There are two applications associated with FieldView. The first, the cab app, is used in-season to gather all the real-time data on seeding, spraying and harvest. It has an analysis feature that allows growers to look back at the data they’ve gathered in previous days, months and years to help guide their decision making that season. Then there is the full application, which is more of an advisory app. It allows growers to share information with their agronomist if they so choose. On this application growers will find different areas for scouting via satellite imagery, yield analysis functions, tracking farm activities and also a weather function. But there are also several different functions that help growers simplify trials and make proper application decisions through field region reports.

“Growers often use field region reports to run variety or application trials,” says Bell. “They can seed four different hybrids in a field and then draw circles around those areas on the app and compare their performance. It’s a simplified way to run a trial in a very localized, full-field scaled way.”
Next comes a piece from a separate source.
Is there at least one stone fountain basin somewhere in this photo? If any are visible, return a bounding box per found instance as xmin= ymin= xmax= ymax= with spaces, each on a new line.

The digital platform also offers different features that allow growers the opportunity to customize the tool for their individual needs. For instance, growers can create variable rate fertilizer and seed maps. These zoning maps are created through the website and imported into the grower’s equipment.

The yield analysis tool allows growers to take a closer look at what’s working in each field. They can break down yield results by crop, by hybrid or seed variety, or by field. There are three different types of satellite imagery available to use depending on your needs. Growers use the imagery for scouting purposes to determine biomass, which helps assess disease risk or to get a snapshot of the health of their crop.

Bellefroid says that he started out looking at yield maps and then moved to trialing information with his planter. From there he has been comparing harvest information based on fertilizer choices, seed treatments and other in-season practices. The cab view in the combine works seamlessly with the app on his phone and tablet so he gets the same information no matter where he wants to access it.

Once everything is started on the platform during a trial, FieldView knows where Bellefroid is in the field and what it is supposed to be looking at. “If you start your planter and are running for variable rate populations, it will map that for you,” he says. “When you are harvesting it tells you when you are in that area of the field, and where any changes have been made. This year I will be lowering my population based on a sandy hill and the platform already knows this based on harvest data from the previous season.

“For us, the fact that we can get data based on our whole field instead of a small test plot makes it much more relevant,” says Bellefroid. “We have always looked at ways to be more competitive and using technology (to become more innovative) has been an important part of our business. We think FieldView gives us an advantage when all of the data we collect applies directly to our own operation.”